In the spring of 2003, Sara Edgerton, director of the Southeast Missouri Symphony, asked me to write a piece for a children's concert she was planning for the following fall. She wanted something that would introduce the instruments of the orchestra to the children, but at the same time, would not be too technically taxing for the orchestra. I asked Paul Thompson to write a text that would introduce the instruments in a quasi-historical context. With this text in hand, I began the piece in the summer of 2003.

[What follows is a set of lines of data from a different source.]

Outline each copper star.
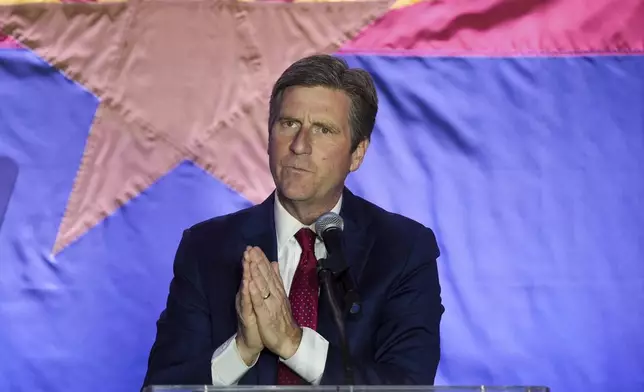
[0,0,391,253]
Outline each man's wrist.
[279,327,302,360]
[235,334,260,366]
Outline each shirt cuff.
[280,327,329,385]
[210,334,259,386]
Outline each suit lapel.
[317,188,374,350]
[240,193,278,385]
[240,188,373,385]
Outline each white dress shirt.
[210,194,342,386]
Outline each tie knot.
[295,227,315,252]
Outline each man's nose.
[291,125,311,155]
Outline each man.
[144,55,443,385]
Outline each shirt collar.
[274,192,342,250]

In my younger days I performed in quite a few children's concerts and when asked to demonstrate my instrument I would play a brief orchestral except. For What's an Orchestra? I chose a different orchestral excerpt for each instrument. Most are humorous or somewhat inappropriate in some way. For example, the "primitive" percussion section plays an elegant Strauss waltz, the bassoon plays a melody from the Elgar cello concerto, and so on. In this way the piece would be fun for the musicians (and adults in the audience who knew the excerpts) without spoiling the educational benefit for the children. In addition to introducing each excerpt separately, I reworked many of them so that they could be played together in a kind of grand quodlibet.

Paul Thompson intentionally kept the narration simple so that it could not only be understood by children but also so that it could be performed by a child. By having a child read the narration, we hoped to engage the children's attention more than if we had employed an adult.